The latest cruel jackassery from Stacey Campfield—his bill to cut welfare payments to the families of children who screw up in school—jumped another hurdle in the legislature today. The House Health Committee voted 10-8 for the bill, turning aside fears from experts that it could yank food right out of the mouths of children.

Republicans insisted they aren’t just having a little mean-spirited fun messing with poor people but actually are trying to instill parental responsibility in slackers on welfare.

“We’re putting the burden squarely on the shoulders of the parents to try to help their children succeed,” said Rep. Barrett Rich, R-Somerville.

Under the bill, welfare recipients could delay losing benefits if they attend a couple of parent-teacher conferences or go to parenting class for eight hours. But Democrats said that’s a lot to ask of single mothers working a couple of jobs to make ends meet in the housing projects.

“I’ve worked as a firefighter in some of the roughest neighborhoods in Nashville, and most of these people are single moms. Most of them are trying to do the best they can,” Rep. Mike Turner, D-Nashville, said. “Some of them are gaming the system, but there are corporate millionaires doing the same thing.
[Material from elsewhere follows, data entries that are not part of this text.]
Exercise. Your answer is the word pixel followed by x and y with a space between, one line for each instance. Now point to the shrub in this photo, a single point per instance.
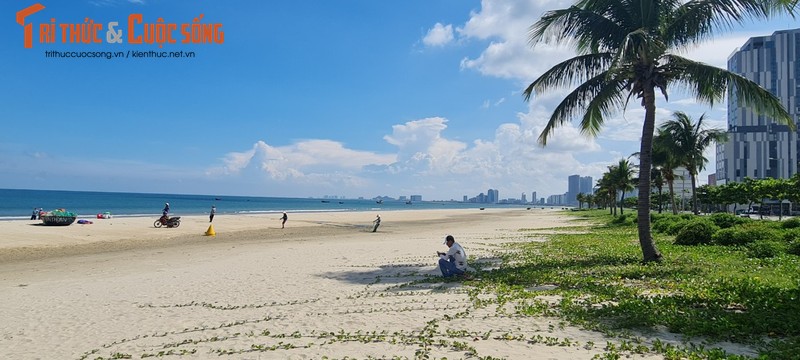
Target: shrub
pixel 623 219
pixel 792 223
pixel 727 237
pixel 764 248
pixel 794 248
pixel 686 216
pixel 726 220
pixel 745 234
pixel 675 226
pixel 791 235
pixel 696 232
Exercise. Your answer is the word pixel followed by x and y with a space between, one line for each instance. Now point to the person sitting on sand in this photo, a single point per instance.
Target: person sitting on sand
pixel 377 223
pixel 454 261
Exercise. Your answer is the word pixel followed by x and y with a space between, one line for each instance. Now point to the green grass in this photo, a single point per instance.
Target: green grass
pixel 716 293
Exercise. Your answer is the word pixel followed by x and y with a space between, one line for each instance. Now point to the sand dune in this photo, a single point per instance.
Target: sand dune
pixel 323 287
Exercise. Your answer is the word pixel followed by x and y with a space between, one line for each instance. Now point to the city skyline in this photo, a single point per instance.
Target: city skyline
pixel 396 97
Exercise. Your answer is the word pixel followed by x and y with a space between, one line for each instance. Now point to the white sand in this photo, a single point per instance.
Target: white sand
pixel 255 291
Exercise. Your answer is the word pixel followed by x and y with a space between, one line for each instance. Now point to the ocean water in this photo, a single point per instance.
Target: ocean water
pixel 18 204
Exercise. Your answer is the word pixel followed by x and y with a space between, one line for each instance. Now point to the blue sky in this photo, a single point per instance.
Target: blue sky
pixel 307 98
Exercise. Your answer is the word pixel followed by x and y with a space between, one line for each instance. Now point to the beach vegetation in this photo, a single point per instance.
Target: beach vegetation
pixel 735 291
pixel 687 141
pixel 630 50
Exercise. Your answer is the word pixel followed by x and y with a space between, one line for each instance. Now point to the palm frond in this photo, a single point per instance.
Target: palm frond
pixel 596 94
pixel 566 73
pixel 593 30
pixel 709 84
Say you’ve got a lady who’s got three kids at home. She’s got a 14 year old who’s joined a gang and she can’t control him and there’s nothing she can do about it. He’s bigger than her. This bill wouldn’t work in that situation."

Kathy Walsh of the Tennessee Coalition Against Domestic and Sexual Violence said children would go hungry if this bill becomes law. She said some parents who lose benefits might take it out on their kids at home.
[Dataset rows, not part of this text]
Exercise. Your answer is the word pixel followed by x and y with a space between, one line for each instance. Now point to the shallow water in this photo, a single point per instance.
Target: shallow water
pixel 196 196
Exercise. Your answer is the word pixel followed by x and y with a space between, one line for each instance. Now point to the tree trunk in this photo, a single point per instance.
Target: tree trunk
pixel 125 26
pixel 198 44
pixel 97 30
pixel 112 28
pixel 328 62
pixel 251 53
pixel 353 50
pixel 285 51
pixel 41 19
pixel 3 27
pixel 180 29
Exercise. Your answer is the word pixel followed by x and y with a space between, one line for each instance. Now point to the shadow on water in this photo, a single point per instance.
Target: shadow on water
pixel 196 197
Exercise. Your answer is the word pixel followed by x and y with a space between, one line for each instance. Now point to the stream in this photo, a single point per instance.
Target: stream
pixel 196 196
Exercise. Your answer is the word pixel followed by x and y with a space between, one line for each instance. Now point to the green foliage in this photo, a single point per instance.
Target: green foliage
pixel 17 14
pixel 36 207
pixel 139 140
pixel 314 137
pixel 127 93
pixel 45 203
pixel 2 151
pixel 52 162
“The parent is going to start blaming that child for the money not coming in,” Walsh said. “They’re going to focus that anger on the child. They’re going to say, ‘If you were just doing better in school, I wouldn’t have to go to these classes.’ We have to be so careful when we’re talking about children and maybe unintended consequences.”

Rep. Barry Doss, R-Leoma, said it was OK with him if children go hungry for a little while if it makes them buckle down with those books.

"I am more concerned about the child starving for a lifetime than I am for a few days because if these children don’t get an education and the parents are not going to be responsible, then they are going to be burdened for a lifetime," he said.